Teil 2 von 5: 2025 haben sich Max Kleesattel, Alma Bestvater, Sandra Hopfensitz, Leonie Lochner und Christoph Hanke aus dem internationalen Wettkampfgeschehen zurückgezogen. Fünf Persönlichkeiten, die den Sport lange geprägt haben:
Christoph Hanke im Gespräch
Nach 17 Jahren Wettkampfsport geht auch Christoph Hanke neue Wege. Bevor wir einen Blick auf seinen sportlichen Werdegang, Stammzellenspende oder Comeback nach einer Schulterverletzung legen, lassen wir Chris selbst zu Wort kommen:
Wer oder was hat dich auf deinem Weg am meisten geprägt?
Eigentlich alles ein bisschen. Die tägliche Routine, das viele Reisen, die Begegnungen mit Menschen aus aller Welt, Verletzungen – und vor allem die Auseinandersetzung mit mir selbst. All das hat mich zu dem gemacht, wer ich heute bin.
Was nimmst du aus dem Sport für deine persönliche Zukunft mit?
Sehr viel! Viele Dinge aus dem Leistungssport lassen sich wunderbar auf den Alltag übertragen: Ziele klar zu priorisieren, Routinen zu entwickeln, Körper und Geist fit zu halten, und die Überzeugung, dass Disziplin und Fleiß sich immer auszahlen.
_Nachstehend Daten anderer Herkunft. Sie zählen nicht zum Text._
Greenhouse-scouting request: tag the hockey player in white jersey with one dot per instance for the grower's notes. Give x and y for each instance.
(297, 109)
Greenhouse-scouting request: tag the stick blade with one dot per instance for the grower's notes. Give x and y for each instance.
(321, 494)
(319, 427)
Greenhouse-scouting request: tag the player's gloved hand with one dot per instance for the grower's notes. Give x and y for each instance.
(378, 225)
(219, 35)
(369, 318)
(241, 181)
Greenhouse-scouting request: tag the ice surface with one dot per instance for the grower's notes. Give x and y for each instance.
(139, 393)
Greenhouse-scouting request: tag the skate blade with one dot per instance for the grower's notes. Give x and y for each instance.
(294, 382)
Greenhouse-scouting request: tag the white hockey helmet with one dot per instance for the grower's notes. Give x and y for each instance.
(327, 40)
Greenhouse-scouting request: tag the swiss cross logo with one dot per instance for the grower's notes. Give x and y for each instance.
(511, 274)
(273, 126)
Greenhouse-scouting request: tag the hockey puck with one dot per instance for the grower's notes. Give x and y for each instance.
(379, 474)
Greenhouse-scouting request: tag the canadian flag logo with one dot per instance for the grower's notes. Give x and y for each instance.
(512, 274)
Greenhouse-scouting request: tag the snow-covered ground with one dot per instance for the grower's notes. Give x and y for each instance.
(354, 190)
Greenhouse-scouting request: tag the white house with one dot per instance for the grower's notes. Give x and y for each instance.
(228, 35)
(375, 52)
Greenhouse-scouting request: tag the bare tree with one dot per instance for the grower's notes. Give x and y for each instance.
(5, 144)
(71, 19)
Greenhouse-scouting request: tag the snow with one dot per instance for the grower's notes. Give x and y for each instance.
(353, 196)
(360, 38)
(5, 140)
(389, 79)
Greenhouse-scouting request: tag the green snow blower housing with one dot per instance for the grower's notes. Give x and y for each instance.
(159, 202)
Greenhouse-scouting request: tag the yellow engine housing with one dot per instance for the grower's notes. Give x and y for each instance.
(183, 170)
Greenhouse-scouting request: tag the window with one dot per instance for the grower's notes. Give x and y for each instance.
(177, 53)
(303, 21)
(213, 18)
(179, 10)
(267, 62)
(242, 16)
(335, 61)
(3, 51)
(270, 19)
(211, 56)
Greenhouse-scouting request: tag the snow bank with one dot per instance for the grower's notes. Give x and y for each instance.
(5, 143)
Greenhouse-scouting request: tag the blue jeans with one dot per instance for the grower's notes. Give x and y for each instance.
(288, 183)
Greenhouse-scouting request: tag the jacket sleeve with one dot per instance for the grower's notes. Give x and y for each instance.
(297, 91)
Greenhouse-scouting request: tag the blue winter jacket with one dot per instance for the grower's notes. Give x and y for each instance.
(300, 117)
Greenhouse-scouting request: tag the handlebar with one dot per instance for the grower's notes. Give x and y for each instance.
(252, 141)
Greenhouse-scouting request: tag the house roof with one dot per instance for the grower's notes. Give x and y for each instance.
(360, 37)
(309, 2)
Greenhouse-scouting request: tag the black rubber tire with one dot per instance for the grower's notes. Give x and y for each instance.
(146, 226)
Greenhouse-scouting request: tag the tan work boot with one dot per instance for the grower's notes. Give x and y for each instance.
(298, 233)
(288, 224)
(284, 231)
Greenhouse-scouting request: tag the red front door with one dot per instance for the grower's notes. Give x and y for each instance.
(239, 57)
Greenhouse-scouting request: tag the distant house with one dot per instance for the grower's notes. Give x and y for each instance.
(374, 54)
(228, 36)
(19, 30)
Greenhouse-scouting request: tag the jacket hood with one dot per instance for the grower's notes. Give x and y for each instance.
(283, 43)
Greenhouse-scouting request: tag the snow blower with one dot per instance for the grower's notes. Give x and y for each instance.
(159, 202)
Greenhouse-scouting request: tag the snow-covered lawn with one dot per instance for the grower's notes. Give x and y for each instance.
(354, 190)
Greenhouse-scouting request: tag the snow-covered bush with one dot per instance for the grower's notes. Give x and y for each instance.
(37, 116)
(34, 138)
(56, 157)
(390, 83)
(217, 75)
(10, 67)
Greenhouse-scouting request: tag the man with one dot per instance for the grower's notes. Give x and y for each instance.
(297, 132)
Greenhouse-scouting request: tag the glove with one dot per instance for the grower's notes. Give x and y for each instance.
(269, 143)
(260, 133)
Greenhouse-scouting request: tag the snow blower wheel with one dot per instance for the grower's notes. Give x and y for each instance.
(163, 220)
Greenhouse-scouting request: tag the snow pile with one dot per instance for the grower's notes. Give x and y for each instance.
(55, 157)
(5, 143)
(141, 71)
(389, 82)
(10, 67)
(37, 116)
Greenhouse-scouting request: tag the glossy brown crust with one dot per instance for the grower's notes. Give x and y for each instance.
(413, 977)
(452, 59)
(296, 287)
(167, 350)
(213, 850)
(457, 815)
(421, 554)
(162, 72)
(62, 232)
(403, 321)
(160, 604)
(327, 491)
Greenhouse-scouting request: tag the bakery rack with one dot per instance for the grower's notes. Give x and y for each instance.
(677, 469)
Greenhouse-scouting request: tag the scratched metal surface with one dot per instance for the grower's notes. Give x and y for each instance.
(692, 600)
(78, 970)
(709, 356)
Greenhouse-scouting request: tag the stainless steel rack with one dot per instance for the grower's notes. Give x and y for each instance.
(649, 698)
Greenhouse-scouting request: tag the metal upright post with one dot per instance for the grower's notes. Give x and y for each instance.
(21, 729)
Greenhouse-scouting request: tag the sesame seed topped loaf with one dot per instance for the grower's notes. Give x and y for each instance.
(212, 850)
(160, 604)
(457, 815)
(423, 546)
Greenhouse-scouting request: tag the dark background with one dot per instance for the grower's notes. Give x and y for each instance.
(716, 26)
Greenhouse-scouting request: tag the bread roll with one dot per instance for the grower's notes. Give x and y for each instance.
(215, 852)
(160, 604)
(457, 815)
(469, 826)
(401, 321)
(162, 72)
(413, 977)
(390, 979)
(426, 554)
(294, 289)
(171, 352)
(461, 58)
Was war dein Karriere-Highlight?
Ein einziges Highlight kann ich gar nicht nennen – jedes Ereignis hatte zu seiner Zeit seine eigene Bedeutung. Natürlich waren der 6. Platz im Lead-Weltcup, der Titel des Deutschen Meisters oder die Bronzemedaille im Europacup besondere Momente. Aber genauso unvergesslich war zum Beispiel die erste Weltcup-Qualifikationsroute in China nach meiner zweijährigen Verletzungspause. Das war emotional fast noch intensiver als manch ein Podestplatz.
Gab es einen Moment, in dem du dachtest: „Jetzt habe ich es geschafft“?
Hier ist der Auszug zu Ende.